Manual promise transpilation is better than manual callback transpilation, but
it's still manual transpilation. Why are you working so hard?

Sometimes I get mistaken as an advocate for Go. I'm not really. What I _am_ an
advocate for is using languages where you don't need an inner-platform of
promises because the language is already that color. Go just happens to be the
most familiar Algol-esque of the bunch right now. Don't want to learn Go? Go
learn Erlang or Elixir. Or maybe if you're feeling saucy, Haskell. Or some of
the other choices popping up lately.
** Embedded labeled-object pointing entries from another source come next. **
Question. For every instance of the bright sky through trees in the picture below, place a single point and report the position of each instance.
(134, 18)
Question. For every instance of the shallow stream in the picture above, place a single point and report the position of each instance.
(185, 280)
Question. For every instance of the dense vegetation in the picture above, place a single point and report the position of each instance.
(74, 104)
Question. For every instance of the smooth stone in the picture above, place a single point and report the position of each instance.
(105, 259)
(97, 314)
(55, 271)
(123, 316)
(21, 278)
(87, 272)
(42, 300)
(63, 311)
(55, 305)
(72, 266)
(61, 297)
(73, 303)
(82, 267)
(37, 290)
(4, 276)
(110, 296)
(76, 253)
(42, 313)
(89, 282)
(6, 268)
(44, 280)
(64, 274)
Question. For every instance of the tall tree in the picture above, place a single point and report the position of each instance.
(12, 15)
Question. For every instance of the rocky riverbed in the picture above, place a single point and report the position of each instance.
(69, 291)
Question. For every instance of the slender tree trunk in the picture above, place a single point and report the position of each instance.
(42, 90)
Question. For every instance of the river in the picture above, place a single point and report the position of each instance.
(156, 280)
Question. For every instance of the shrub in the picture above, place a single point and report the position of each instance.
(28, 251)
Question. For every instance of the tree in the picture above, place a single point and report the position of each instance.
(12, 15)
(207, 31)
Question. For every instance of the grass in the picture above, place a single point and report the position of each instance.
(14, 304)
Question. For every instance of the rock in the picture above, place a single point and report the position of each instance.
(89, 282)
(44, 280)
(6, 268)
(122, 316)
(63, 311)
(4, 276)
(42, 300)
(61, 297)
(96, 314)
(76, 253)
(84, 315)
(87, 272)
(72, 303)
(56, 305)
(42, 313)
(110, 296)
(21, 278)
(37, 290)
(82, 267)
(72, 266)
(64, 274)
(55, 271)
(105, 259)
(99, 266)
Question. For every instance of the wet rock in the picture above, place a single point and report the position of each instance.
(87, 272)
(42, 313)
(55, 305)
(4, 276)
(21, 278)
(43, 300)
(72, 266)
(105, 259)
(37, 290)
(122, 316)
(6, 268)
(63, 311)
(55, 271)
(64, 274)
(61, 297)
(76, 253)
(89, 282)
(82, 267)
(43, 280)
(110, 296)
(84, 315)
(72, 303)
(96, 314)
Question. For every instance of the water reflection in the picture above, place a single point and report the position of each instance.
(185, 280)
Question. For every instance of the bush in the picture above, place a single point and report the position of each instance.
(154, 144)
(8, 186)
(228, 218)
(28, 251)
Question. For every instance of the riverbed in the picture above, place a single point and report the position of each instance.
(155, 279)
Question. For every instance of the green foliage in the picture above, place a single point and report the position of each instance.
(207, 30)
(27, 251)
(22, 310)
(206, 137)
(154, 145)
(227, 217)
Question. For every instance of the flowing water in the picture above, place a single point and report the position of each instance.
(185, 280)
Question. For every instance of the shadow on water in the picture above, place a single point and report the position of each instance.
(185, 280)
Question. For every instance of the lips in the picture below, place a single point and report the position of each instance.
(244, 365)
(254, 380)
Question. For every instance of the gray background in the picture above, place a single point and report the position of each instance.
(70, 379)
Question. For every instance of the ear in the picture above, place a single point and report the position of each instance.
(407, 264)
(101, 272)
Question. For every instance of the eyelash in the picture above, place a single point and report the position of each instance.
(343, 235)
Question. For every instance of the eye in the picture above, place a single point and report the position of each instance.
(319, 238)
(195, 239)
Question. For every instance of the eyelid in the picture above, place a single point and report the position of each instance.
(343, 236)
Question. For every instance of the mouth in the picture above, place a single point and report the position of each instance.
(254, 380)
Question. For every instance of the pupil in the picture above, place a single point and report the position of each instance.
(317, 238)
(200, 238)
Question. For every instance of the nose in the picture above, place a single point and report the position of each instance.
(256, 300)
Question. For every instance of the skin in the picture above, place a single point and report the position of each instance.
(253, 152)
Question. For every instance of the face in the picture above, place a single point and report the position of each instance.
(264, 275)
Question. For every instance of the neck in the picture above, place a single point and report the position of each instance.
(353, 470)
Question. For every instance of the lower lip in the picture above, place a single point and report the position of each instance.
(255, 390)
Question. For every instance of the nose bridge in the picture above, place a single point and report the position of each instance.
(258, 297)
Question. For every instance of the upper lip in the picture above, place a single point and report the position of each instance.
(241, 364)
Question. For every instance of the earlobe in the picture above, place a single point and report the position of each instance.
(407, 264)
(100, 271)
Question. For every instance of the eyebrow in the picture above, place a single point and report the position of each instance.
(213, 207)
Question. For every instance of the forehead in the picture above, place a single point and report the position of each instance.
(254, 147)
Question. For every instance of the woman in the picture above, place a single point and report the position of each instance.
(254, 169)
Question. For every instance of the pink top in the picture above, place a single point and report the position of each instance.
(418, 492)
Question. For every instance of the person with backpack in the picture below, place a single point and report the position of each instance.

If you're writing network servers you
will not be able to understood how you ever functioned without this.

[1]: [https://en.wikipedia.org/wiki/Inner-
platform_effect](https://en.wikipedia.org/wiki/Inner-platform_effect)

------
fighting
Go seems to be still a bit of a black box in terms of performance/memory
profiling.

On one recent project, the go memory profiler was showing about 35MB allocated
while top showed memory usage at 500MB to 1GB. In another instance the
performance profiler would show microseconds elapsed while the user
experienced tens of minutes with no response from the program.

I really think they should consider including a function level profiler
instead of just a sampler, as well as provide more insight/control over all
the goroutines that are generated.

Just saying golang is better than node.js may not be saying all that much.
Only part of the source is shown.